For Atlanta, solid starting pitching has been a constant, even though they've sought to shed payroll the last few seasons. That’s the key - maintain pitching, while keeping the farm system stocked with trophey bass.
The 2004 season was a magical year for scrapheap players, headed by free agent pickup J.D. Drew, along with castoffs like Jaret Wright, Vinny Castilla, Mike Hampton, Johnny Estrada and Julio Franco. They were asked to replace the Ruthian production of Gary Sheffield and Javier Lopez - players no one thought they could win without. In addition, they lost franchise face Greg Maddux, perhaps the best pitcher of the 1990s.
This season showcased the benefits a strong farm system. At last check, the Braves fielded 16 rookies, including outfielders Jeff Francouer, Kelly Johnson and Ryan Langerhans – all contributing in big moments. The Braves also coaxed an MVP-caliber year out of Andruw Jones, and another productive season from franchise third baseman Chipper Jones.

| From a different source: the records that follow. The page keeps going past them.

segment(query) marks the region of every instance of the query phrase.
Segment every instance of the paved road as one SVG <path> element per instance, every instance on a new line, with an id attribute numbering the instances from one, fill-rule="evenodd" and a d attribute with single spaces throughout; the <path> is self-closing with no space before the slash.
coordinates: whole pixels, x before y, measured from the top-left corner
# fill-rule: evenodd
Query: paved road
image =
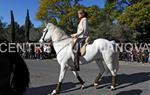
<path id="1" fill-rule="evenodd" d="M 59 65 L 56 60 L 26 60 L 30 70 L 31 84 L 25 95 L 47 95 L 58 81 Z M 92 82 L 98 73 L 96 64 L 81 66 L 80 75 L 86 88 L 80 90 L 79 82 L 68 71 L 60 95 L 150 95 L 150 64 L 120 63 L 115 91 L 109 89 L 111 78 L 105 74 L 98 89 Z"/>

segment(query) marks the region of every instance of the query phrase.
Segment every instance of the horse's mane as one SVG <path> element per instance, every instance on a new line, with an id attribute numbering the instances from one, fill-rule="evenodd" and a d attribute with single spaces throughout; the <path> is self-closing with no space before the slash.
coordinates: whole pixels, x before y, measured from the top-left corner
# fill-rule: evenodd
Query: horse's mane
<path id="1" fill-rule="evenodd" d="M 54 28 L 55 28 L 55 31 L 53 33 L 53 39 L 55 39 L 55 41 L 64 39 L 64 38 L 69 38 L 69 36 L 60 27 L 54 25 Z"/>

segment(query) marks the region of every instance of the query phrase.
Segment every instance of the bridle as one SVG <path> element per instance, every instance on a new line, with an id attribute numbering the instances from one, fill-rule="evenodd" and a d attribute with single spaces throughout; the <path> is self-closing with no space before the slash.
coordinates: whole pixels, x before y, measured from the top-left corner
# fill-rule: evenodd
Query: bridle
<path id="1" fill-rule="evenodd" d="M 55 29 L 54 29 L 54 31 L 55 31 Z M 43 38 L 42 38 L 43 42 L 46 42 L 46 41 L 44 40 L 44 38 L 45 38 L 47 32 L 48 32 L 48 29 L 45 31 L 45 34 L 44 34 L 44 36 L 43 36 Z M 62 37 L 62 36 L 63 36 L 63 34 L 61 35 L 61 37 Z M 52 41 L 52 40 L 51 40 L 50 43 L 56 43 L 56 42 L 59 42 L 59 41 L 66 40 L 66 39 L 68 39 L 68 38 L 70 38 L 70 37 L 66 37 L 66 38 L 63 38 L 63 39 L 60 39 L 60 40 L 57 40 L 57 41 Z M 63 48 L 61 48 L 61 49 L 57 52 L 57 55 L 58 55 L 58 53 L 59 53 L 61 50 L 63 50 L 63 49 L 64 49 L 66 46 L 68 46 L 70 43 L 71 43 L 71 42 L 69 42 L 69 43 L 66 44 Z"/>
<path id="2" fill-rule="evenodd" d="M 43 36 L 43 38 L 42 38 L 43 42 L 46 42 L 46 41 L 44 40 L 44 38 L 45 38 L 47 32 L 48 32 L 48 30 L 45 31 L 45 34 L 44 34 L 44 36 Z"/>

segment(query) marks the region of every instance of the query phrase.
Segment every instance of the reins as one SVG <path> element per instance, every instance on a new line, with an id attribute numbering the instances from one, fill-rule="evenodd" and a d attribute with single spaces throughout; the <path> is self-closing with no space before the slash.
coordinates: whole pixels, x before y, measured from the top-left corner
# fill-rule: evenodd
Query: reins
<path id="1" fill-rule="evenodd" d="M 54 31 L 55 31 L 55 29 L 54 29 Z M 48 32 L 48 30 L 45 32 L 45 34 L 44 34 L 44 36 L 43 36 L 43 38 L 42 38 L 42 40 L 44 41 L 44 42 L 46 42 L 45 40 L 44 40 L 44 38 L 45 38 L 45 36 L 46 36 L 46 34 L 47 34 L 47 32 Z M 61 37 L 63 36 L 63 34 L 61 35 Z M 70 38 L 70 37 L 66 37 L 66 38 L 63 38 L 63 39 L 60 39 L 60 40 L 57 40 L 57 41 L 50 41 L 50 43 L 57 43 L 57 42 L 60 42 L 60 41 L 63 41 L 63 40 L 66 40 L 66 39 L 68 39 L 68 38 Z M 57 55 L 59 54 L 59 52 L 61 51 L 61 50 L 63 50 L 66 46 L 68 46 L 69 44 L 70 44 L 71 42 L 69 42 L 68 44 L 66 44 L 63 48 L 61 48 L 58 52 L 57 52 Z"/>

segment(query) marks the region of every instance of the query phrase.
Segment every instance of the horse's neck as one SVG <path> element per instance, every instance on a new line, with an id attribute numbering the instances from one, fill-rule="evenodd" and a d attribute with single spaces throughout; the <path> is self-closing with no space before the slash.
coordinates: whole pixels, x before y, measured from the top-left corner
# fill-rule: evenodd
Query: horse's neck
<path id="1" fill-rule="evenodd" d="M 52 35 L 52 41 L 57 42 L 63 40 L 64 38 L 69 38 L 69 37 L 65 34 L 63 30 L 56 28 L 56 30 Z"/>
<path id="2" fill-rule="evenodd" d="M 61 52 L 64 48 L 70 46 L 72 39 L 71 38 L 67 38 L 64 39 L 62 41 L 59 42 L 54 42 L 53 46 L 54 46 L 54 50 L 55 52 L 58 54 L 59 52 Z"/>
<path id="3" fill-rule="evenodd" d="M 52 36 L 53 46 L 56 53 L 71 44 L 71 38 L 67 36 L 64 31 L 56 29 Z"/>

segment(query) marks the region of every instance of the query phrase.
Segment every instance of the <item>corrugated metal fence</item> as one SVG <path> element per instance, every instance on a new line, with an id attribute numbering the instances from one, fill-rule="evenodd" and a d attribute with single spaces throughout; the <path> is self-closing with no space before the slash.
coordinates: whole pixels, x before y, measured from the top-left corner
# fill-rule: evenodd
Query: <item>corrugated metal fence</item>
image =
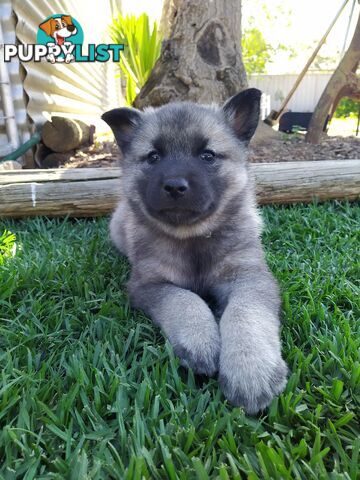
<path id="1" fill-rule="evenodd" d="M 114 0 L 13 0 L 18 18 L 16 35 L 22 43 L 36 43 L 39 24 L 49 15 L 66 13 L 82 26 L 84 43 L 102 43 L 108 39 L 114 5 Z M 24 63 L 23 67 L 27 112 L 35 124 L 51 114 L 93 122 L 121 101 L 120 81 L 115 78 L 112 62 L 52 65 L 43 61 Z"/>
<path id="2" fill-rule="evenodd" d="M 83 28 L 85 44 L 107 43 L 108 26 L 120 3 L 121 0 L 0 0 L 4 43 L 14 44 L 16 39 L 24 44 L 36 43 L 39 24 L 57 13 L 76 18 Z M 10 75 L 20 143 L 29 138 L 34 126 L 43 124 L 51 115 L 71 116 L 101 127 L 101 113 L 123 102 L 120 79 L 116 78 L 118 69 L 113 62 L 52 65 L 42 61 L 20 65 L 13 60 L 5 68 Z M 0 111 L 0 156 L 14 148 L 3 117 Z"/>
<path id="3" fill-rule="evenodd" d="M 16 43 L 15 24 L 16 19 L 12 11 L 11 0 L 0 0 L 0 27 L 4 43 Z M 23 143 L 29 138 L 24 92 L 20 77 L 20 63 L 14 60 L 5 64 L 4 67 L 9 75 L 11 98 L 8 101 L 11 101 L 14 106 L 19 138 L 13 145 L 9 142 L 5 128 L 5 113 L 1 109 L 2 102 L 0 102 L 0 156 L 10 153 L 14 147 L 18 146 L 16 143 Z"/>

For all the John Schuerholz worship that happens on this space, he made several gaffs this winter. Danny Kolb was brought in to replace John Smoltz as the team’s closer and he turned into an incredible bust. Brian Jordan and Raul Mondesi were cheap parts, but they lost their jobs to rookies. And Tim Hudson, the big offseason acquisition, had a season comparable to Brett Myers.
On the other hand, Schuerholz found his requisite Leo Mazzone project in Jorge Sosa, probably their best arm this season. And at the deadline, Schuerholz yanked Kyle Farnsworth from Detroit to solidify the bullpen.
You’d never mistake the multi-layered Braves farm system with the Phillies, but at Triple-A, the Phils appear to have some serviceable parts that could fill in the way Francouer and others did this season.
Robinson Tejeda and Eude Brito would have been Red Barons if Randy Wolf didn’t need season-ending Tommy John surgery. Shane Victorino is the kind of gem the Phillies never stumble upon and could factor into the future plans in center field. And Carlos Ruiz could find work as a part time catcher with Mike Lieberthal and Todd Pratt one step closer to retirement.
My hopes for next season follow a similar plan to the one Schuerholz used in 2004. With payroll and empty seats a growing concern, the question becomes "where can the team sacrifice to start building for the future,"
Of course, the Braves always have plenty of young chips to trade, and the Phils have almost nothing. But with three players on pace to hit over 100 RBIs, along with an aging home run king seemingly displaced by youth, the Phils will head to the winter meetings capable of flashing some bling.
As for that farm system, it's never too late to follow the Braves lead and start drafting a ton of pitching.